Since the revenue cycle is long and errors may not show up for months, new metrics may need to be developed to better understand where processes fail to capture revenue, say experts in the sector.
Management and staff need to be continuously trained and educated to assure revenue cycle integrity, according to Claudia Garabelli, revenue cycle director at the Rybar Group. "After we make a change, it is really important to dedicate resources to monitor and continue to troubleshoot after implementation," she said in a recent webcast sponsored by HIMSS, Healthcare Finance News' parent company. "No matter what is going on, monitor, document and communicate."
A Health Care Advisory Board study reported that up to 5 percent of net revenues can be lost through lack of medical necessity, incorrect place of service, no referral, insurance not verified at the front end, improper follow-up claims payment problems and poor processes. "We have found that staff is not always properly trained to interpret the data that is coming back to them," Garabelli said.
A company may improve its performance by redesigning a revenue cycle process, such as daily charges, point-of-service collections, coding of the final bill, late charges, billing metrics or denial management. For example, many organizations are not effective at tracking and grouping denials to be able to drill down to conduct a root cause analysis, she said.
Garabelli cited a recent survey in which the American Medical Association (AMA) found that payments were as low as 77 percent accurate. "This is an area in which we certainly can make improvements," she noted.
Because it can take up to a year from identifying errors to reimbursement, it's difficult to understand what kind of revenue cycle changes need to be established, said Tyson McDowell, president of Avadyne Health and chair of the HIMSS Medical Banking and Financial Systems steering committee.
He recommended developing metrics or indicators that can be tracked down to the detail level, such as patient loyalty and charge capture, and that map to the broadest categories that the organization can connect with, such as revenue opportunity, bad debt and compliance. That way leadership and line supervisors can understand what is happening.
Accelerated feedback loops are key to maintaining performance. "Even if everyone is doing well in their metrics, it is important to see that they are doing well," McDowell said, adding that scorecards can be simple Excel documents.

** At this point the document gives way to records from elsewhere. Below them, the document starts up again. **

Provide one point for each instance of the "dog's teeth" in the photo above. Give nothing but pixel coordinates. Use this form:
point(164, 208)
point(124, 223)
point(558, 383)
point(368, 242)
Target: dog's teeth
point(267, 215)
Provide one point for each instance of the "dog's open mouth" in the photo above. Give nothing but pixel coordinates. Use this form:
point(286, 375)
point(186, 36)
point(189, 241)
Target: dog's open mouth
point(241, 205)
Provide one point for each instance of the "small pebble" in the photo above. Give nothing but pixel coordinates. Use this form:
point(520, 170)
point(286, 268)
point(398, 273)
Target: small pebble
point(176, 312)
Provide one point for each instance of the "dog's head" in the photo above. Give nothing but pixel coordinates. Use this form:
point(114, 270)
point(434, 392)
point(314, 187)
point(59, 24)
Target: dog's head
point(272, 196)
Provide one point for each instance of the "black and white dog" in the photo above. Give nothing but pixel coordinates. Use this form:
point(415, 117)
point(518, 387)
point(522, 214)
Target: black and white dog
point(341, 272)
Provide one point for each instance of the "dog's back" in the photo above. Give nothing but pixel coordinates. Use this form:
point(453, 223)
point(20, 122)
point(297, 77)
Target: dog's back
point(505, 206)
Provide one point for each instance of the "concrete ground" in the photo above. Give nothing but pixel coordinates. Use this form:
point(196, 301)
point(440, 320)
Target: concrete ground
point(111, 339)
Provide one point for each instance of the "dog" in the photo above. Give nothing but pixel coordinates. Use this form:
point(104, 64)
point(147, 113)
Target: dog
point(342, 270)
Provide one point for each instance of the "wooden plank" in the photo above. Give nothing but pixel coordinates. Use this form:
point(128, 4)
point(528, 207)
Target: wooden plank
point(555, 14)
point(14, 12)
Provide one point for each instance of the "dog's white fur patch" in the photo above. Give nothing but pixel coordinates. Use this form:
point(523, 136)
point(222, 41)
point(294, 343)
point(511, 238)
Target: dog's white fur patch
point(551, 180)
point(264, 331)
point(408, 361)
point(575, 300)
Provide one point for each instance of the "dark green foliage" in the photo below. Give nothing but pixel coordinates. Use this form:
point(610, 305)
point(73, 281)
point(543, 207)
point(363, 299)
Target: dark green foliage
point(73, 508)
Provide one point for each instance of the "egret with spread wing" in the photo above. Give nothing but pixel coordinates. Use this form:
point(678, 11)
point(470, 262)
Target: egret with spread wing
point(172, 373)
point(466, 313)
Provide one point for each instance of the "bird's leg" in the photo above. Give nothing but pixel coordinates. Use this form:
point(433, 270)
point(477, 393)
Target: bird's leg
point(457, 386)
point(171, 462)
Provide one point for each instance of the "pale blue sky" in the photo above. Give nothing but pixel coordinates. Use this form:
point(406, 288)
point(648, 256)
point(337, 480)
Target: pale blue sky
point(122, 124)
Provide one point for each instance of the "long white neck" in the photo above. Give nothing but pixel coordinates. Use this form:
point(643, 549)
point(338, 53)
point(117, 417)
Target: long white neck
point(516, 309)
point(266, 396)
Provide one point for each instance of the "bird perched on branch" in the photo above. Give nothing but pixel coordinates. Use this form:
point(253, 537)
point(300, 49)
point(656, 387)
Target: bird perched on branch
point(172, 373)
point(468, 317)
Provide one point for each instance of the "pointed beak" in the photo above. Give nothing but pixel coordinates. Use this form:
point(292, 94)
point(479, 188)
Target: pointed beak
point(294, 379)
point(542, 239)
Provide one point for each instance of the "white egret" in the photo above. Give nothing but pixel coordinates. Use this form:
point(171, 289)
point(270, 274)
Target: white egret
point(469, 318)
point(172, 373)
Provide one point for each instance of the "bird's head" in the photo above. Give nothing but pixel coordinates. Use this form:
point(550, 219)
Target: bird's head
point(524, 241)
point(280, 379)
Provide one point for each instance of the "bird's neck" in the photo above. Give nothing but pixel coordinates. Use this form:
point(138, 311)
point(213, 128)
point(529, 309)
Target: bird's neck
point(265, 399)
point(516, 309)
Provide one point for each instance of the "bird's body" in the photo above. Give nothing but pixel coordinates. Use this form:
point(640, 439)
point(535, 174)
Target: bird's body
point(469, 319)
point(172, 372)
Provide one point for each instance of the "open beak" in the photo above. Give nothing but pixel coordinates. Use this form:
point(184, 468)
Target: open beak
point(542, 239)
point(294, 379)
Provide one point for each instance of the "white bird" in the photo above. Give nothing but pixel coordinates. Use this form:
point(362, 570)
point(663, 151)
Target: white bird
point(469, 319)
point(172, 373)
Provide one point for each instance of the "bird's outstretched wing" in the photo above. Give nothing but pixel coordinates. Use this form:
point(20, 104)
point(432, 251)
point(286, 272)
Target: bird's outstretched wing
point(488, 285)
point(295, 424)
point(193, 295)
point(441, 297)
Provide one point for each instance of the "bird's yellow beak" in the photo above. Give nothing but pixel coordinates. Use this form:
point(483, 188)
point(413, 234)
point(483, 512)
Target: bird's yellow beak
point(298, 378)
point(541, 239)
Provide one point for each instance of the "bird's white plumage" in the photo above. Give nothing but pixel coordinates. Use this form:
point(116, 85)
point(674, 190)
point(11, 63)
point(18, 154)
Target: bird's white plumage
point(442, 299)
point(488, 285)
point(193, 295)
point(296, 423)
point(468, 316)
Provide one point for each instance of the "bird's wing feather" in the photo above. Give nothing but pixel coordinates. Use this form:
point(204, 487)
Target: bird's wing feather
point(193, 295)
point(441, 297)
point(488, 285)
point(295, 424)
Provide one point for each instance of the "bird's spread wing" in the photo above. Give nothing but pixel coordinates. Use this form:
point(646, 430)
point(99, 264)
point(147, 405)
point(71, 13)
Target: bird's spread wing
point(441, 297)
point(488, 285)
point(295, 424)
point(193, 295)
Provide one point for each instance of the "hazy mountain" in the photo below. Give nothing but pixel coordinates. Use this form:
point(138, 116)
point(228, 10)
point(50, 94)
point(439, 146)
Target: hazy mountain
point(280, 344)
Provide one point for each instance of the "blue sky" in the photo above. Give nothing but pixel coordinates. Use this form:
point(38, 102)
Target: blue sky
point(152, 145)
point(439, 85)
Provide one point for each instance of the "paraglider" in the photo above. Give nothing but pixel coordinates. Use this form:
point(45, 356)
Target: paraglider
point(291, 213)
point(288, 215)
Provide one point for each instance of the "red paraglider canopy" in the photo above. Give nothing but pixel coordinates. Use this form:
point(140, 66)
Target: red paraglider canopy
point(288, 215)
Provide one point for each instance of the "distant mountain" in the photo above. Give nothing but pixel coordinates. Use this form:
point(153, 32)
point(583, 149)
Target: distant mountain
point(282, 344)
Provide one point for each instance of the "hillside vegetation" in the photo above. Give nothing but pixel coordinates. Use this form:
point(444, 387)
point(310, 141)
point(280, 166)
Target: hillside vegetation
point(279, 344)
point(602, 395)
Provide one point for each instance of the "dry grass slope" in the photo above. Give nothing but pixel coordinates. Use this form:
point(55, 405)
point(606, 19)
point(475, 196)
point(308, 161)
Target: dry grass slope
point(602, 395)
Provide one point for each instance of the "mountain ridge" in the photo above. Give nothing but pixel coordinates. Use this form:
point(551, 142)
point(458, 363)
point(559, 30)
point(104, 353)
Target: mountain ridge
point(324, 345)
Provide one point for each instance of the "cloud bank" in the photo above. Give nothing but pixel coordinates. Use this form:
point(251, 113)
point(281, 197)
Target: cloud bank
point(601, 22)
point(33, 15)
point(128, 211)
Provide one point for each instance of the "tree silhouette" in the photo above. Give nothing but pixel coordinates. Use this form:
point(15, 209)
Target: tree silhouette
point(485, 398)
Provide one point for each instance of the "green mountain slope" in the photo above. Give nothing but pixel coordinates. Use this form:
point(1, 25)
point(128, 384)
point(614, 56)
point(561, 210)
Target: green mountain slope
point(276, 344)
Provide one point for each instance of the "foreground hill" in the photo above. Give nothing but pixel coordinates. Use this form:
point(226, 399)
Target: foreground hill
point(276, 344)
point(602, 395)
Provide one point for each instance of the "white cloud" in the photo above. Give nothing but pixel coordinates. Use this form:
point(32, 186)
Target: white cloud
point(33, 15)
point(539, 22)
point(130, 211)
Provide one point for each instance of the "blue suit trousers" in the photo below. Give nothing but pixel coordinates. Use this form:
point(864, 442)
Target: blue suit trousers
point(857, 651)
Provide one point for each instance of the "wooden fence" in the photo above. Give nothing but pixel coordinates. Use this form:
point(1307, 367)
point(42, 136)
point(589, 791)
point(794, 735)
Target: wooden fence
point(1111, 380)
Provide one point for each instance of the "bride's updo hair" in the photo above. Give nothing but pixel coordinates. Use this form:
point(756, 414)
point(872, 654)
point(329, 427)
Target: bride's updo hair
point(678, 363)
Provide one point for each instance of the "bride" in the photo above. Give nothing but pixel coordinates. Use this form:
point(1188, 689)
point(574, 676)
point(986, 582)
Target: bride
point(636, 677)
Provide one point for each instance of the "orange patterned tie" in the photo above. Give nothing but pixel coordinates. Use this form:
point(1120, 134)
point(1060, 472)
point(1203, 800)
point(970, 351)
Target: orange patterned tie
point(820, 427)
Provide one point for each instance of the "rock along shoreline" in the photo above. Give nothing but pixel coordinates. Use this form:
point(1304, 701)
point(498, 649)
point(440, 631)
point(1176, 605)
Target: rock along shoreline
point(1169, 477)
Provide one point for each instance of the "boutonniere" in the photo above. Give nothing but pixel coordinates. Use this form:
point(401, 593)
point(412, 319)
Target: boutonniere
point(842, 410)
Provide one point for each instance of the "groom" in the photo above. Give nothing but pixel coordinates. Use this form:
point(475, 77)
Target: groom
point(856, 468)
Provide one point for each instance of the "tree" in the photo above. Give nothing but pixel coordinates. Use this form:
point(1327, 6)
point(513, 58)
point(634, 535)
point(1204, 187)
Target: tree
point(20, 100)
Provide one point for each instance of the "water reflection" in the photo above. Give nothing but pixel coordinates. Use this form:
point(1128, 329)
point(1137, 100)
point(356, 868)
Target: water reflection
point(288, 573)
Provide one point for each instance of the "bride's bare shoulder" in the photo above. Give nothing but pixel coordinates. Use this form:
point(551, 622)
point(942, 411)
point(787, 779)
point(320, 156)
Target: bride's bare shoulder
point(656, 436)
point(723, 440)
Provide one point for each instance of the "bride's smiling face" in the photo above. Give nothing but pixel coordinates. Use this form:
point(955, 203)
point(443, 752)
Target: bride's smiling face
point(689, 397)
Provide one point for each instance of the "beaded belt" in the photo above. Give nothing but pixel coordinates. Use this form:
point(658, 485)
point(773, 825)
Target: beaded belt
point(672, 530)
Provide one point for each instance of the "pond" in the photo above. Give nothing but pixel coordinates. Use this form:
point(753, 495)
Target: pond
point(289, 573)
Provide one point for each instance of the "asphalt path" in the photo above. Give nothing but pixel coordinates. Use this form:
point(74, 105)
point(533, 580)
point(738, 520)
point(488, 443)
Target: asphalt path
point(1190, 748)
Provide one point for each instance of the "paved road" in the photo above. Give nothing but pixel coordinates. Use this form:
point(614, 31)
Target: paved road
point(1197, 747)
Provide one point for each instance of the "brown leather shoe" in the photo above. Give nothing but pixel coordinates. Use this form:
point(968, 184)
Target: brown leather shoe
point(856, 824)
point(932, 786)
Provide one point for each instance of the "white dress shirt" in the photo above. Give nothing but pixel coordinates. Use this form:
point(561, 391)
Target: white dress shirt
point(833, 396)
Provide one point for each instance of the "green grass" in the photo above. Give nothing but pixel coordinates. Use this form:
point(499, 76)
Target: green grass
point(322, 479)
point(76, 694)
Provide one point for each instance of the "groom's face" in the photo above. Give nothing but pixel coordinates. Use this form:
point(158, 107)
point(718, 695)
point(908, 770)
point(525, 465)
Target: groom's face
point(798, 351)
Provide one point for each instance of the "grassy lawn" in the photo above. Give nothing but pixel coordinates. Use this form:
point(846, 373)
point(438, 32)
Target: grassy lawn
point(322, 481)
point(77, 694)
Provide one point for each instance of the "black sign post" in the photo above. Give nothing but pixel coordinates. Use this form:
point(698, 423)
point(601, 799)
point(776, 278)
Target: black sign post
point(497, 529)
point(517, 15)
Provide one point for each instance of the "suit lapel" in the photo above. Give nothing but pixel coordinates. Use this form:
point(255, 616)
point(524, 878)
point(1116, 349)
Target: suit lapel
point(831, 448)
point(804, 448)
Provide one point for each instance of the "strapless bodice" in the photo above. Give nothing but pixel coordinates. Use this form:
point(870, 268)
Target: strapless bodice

And understanding and assessing root cause is critical to driving improved performance. "Metrics or indicators can give you advance notice, such as with bad debt. We're in an environment of cutting staff, and without these root indicators, it's going to be hard," he said.
"Revenue cycle integrity is really about feedback loops and measuring, looking at outcomes and putting some action into place and measuring the results of that action, and doing it iteratively," McDowell said.
Healthcare reform is demanding visibility and data governance, noted Kathy Schwartz, product manager at Craneware, a healthcare revenue integrity software provider. Revenue cycle integrity best practices from the pharmacy world that can bring about increased visibility and data governance include integrating data elements for purchases, formulary and pricing policy; validating pharmacy data; fixing compliance issues and billing gaps; establishing workflow and a data maintenance process; and using technology to assist with data transparency.